Dynamical behavior of the Niedermayer algorithm applied to Potts models

TL;DR

This study numerically investigates the dynamic universality class of the Niedermayer algorithm applied to 2D Potts models with different states, comparing its efficiency and cluster behavior to established algorithms like Metropolis and Wolff.

Contribution

It provides a detailed numerical analysis of the Niedermayer algorithm's dynamic behavior and universality class for various parameters and states in the Potts model, highlighting its relation to other algorithms.

Findings

Niedermayer algorithm's cluster size saturates at a lattice-dependent scale.

For large lattices, Niedermayer's algorithm shares the same dynamic exponent as Metropolis.

Wolff algorithm remains the most efficient for Potts models.

Abstract

In this work we make a numerical study of the dynamic universality class of the Niedermayer algorithm applied to the two-dimensional Potts model with 2, 3, and 4 states.

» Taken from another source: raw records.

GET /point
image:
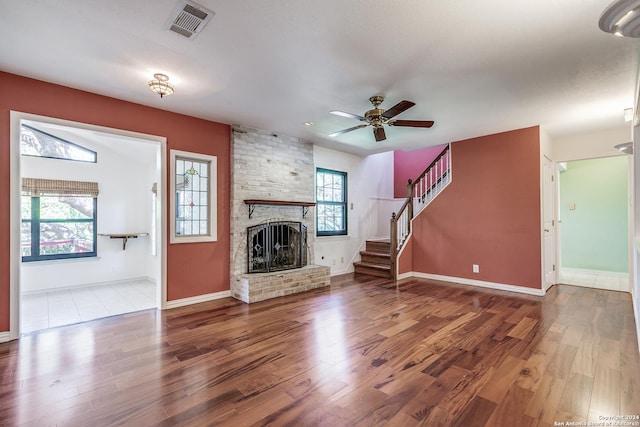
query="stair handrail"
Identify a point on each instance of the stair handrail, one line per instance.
(402, 219)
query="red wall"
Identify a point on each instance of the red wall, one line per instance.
(489, 215)
(409, 165)
(192, 269)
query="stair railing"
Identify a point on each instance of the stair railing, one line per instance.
(419, 194)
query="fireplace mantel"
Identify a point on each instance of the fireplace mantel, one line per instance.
(253, 202)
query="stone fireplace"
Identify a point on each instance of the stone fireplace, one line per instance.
(276, 246)
(266, 168)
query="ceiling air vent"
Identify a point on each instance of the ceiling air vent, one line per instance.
(190, 19)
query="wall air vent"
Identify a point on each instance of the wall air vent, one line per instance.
(190, 19)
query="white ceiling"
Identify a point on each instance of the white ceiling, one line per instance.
(475, 67)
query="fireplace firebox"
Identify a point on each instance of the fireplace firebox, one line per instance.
(276, 246)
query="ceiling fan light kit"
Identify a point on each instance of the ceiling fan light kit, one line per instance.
(378, 118)
(621, 18)
(161, 85)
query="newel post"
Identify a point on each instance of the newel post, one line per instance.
(393, 245)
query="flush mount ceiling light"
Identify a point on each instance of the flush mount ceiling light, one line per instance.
(626, 147)
(161, 85)
(621, 18)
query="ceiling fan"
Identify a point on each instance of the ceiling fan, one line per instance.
(378, 117)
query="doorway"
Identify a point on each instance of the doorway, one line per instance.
(129, 173)
(594, 224)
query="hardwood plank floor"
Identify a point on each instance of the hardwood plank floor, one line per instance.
(360, 352)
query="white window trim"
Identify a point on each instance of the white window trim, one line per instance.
(213, 198)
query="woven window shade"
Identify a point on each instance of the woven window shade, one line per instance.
(56, 187)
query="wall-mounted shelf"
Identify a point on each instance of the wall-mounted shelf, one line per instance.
(125, 237)
(253, 202)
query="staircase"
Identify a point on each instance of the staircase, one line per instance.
(375, 259)
(379, 258)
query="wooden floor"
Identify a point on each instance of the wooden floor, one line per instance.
(360, 353)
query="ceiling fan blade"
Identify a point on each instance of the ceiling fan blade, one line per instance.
(379, 134)
(348, 115)
(397, 109)
(412, 123)
(340, 132)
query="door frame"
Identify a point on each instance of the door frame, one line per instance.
(548, 205)
(14, 203)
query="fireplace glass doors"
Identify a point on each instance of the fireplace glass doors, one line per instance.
(275, 246)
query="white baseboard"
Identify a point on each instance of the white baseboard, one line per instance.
(87, 285)
(197, 299)
(478, 283)
(5, 336)
(569, 270)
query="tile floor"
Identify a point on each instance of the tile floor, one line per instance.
(612, 282)
(44, 310)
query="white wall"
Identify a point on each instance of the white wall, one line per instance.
(124, 206)
(370, 198)
(590, 145)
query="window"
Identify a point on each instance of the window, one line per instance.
(34, 142)
(331, 202)
(58, 219)
(193, 204)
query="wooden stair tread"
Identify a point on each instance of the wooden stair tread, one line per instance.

This algorithm updates clusters of spins and has a free parameter, $E_0$, which controls the size of these clusters, such that $E_0=1$ is the Metropolis algorithm and $E_0=0$ regains the Wolff algorithm, for the Potts model. For $-1<E_0<0$, only clusters of equal spins can be formed: we show that the mean size of the clusters of (possibly) turned spins initially grows with the linear size of the lattice, $L$, but eventually saturates at a given lattice size $\widetilde{L}$, which depends on $E_0$. For $L \geq \widetilde{L}$, the Niedermayer algorithm is in the same dynamic universality class of the Metropolis one, i.e, they have the same dynamic exponent. For $E_0>0$, spins in different states may be added to the cluster but the dynamic behavior is less efficient than for the Wolff algorithm ($E_0=0$). Therefore, our results show that the Wolff algorithm is the best choice for Potts models, when compared to the Niedermayer's generalization.